The .30 Carbine bore is supposed to be 0.308". Paco says he has rechambered a couple of them to 32-20 with no problems. I once had a Thompson Contender barrel in 32-20 that had a 0.308" bore. It was indifferent as a shooter. Not downright bad (no better than my 1931 Colt PPS), but it was not nearly as good as the same gun in other calibers. The .32 Carbine started out as a 32-20 that was made rimless and had heavier case walls. Why don't you download that instead of changing it over.
The blackhawk has a slow twist true 32 cal bore. It is designed to use normal 32-20 or 32 H&R bullets, max 115gr. The Contender has a .308 bore, 1:10 twist and is designed to shoot rifle bullets. I have both the 30-20 and 30 H&R mag Contender barrels, and both of them will easily shoot 5 toughing at 50 yards and consistantly group under an inch at 100 (using a rifle scope of course). Normally they are fed the RCBS 165 silhouette bullet. But with the stubby 115gr. bullets they will do maybe 3 inches, not much better. Just gotta feed them what they like. Oh, BTW the 32-20 in a Blackhawk can be loaded to much higher velocities than a 32 H&R can, using the published HV92 loads in the back of the Accurate load book. But the brass doesn't last long at this level. H&R brass from Starline lasts forever as long as you don't get too carried away.

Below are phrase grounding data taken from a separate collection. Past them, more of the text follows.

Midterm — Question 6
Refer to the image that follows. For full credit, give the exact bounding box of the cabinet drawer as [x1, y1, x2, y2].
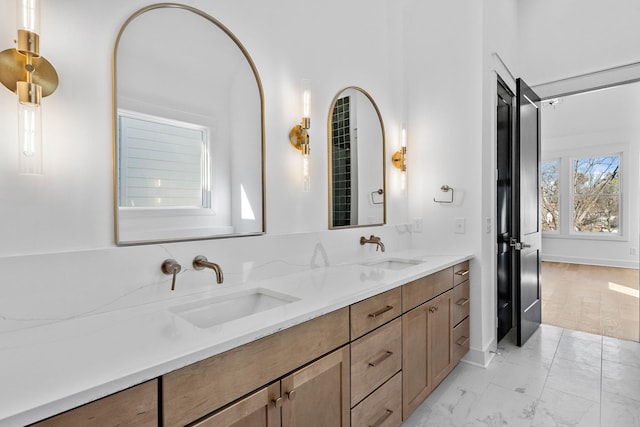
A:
[192, 382, 280, 427]
[351, 318, 402, 406]
[31, 380, 158, 427]
[350, 288, 401, 340]
[453, 317, 470, 364]
[351, 372, 402, 427]
[453, 261, 470, 287]
[452, 279, 470, 326]
[162, 308, 349, 427]
[402, 267, 452, 312]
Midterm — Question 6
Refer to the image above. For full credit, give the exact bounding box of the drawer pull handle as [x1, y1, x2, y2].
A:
[369, 409, 393, 427]
[455, 269, 469, 276]
[456, 298, 469, 306]
[428, 306, 438, 313]
[287, 390, 296, 401]
[368, 305, 394, 318]
[368, 350, 393, 367]
[272, 397, 283, 408]
[456, 336, 469, 346]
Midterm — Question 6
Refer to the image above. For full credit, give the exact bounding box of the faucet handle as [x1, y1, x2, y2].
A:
[161, 259, 182, 291]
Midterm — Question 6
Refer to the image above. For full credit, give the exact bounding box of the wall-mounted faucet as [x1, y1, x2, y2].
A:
[161, 259, 182, 291]
[193, 255, 224, 284]
[360, 235, 385, 252]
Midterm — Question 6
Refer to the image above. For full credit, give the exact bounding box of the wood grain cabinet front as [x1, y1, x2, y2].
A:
[350, 318, 402, 406]
[281, 346, 350, 427]
[351, 372, 402, 427]
[350, 288, 401, 340]
[191, 382, 281, 427]
[402, 289, 454, 420]
[162, 308, 349, 427]
[29, 380, 158, 427]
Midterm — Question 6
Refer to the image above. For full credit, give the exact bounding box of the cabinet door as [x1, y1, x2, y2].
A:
[402, 290, 454, 420]
[192, 383, 280, 427]
[428, 290, 454, 388]
[282, 346, 350, 427]
[402, 303, 430, 419]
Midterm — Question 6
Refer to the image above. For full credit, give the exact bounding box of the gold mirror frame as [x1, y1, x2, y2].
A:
[112, 3, 266, 245]
[327, 86, 387, 229]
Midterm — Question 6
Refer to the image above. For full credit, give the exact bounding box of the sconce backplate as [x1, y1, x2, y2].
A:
[0, 49, 59, 96]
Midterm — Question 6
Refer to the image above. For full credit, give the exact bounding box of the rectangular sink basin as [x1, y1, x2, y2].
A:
[361, 258, 423, 271]
[170, 288, 299, 329]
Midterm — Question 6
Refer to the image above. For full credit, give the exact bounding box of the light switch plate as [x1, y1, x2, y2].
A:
[454, 218, 465, 234]
[413, 218, 423, 233]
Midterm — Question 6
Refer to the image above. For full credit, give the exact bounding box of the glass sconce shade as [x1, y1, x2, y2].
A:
[18, 100, 43, 174]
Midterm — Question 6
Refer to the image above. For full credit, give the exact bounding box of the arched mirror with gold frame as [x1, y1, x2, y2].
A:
[113, 3, 265, 245]
[328, 87, 386, 229]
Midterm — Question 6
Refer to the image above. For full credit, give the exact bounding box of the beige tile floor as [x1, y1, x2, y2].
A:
[542, 261, 639, 342]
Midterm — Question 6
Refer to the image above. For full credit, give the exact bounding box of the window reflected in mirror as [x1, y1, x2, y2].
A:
[113, 4, 265, 244]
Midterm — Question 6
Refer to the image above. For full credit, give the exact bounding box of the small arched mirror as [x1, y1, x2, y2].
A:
[113, 4, 265, 245]
[328, 87, 386, 229]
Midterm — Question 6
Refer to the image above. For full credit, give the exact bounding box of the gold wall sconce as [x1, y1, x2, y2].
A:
[0, 0, 58, 175]
[289, 79, 311, 192]
[392, 125, 407, 191]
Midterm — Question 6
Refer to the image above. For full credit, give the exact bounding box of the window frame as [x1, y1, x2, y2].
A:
[542, 144, 628, 242]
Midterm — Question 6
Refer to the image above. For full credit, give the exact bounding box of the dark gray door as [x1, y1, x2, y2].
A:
[496, 79, 514, 342]
[514, 78, 542, 346]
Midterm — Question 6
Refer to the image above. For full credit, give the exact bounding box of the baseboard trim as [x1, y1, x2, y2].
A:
[462, 337, 498, 368]
[542, 254, 639, 270]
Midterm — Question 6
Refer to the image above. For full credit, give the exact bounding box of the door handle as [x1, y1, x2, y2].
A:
[509, 238, 531, 251]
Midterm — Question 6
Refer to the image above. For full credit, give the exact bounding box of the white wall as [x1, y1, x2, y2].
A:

The bore and twist on the Contender barrel explain why it was best with heavy loads of slow burning rifle powder and heavy 0.308" pointed bullets (150gr plus or minus). Unfortunately, I like the 32-20 and have others in that caliber. You cannot use a "30-20" Contender cartridge in a 32-20 rifle (pointy bullets and overlength) or in a 32-20 revolver (overlength and too high a pressure). I think that Contender should have advertised it as a wildcat based on the 32-20 brass case. That would have been more honest."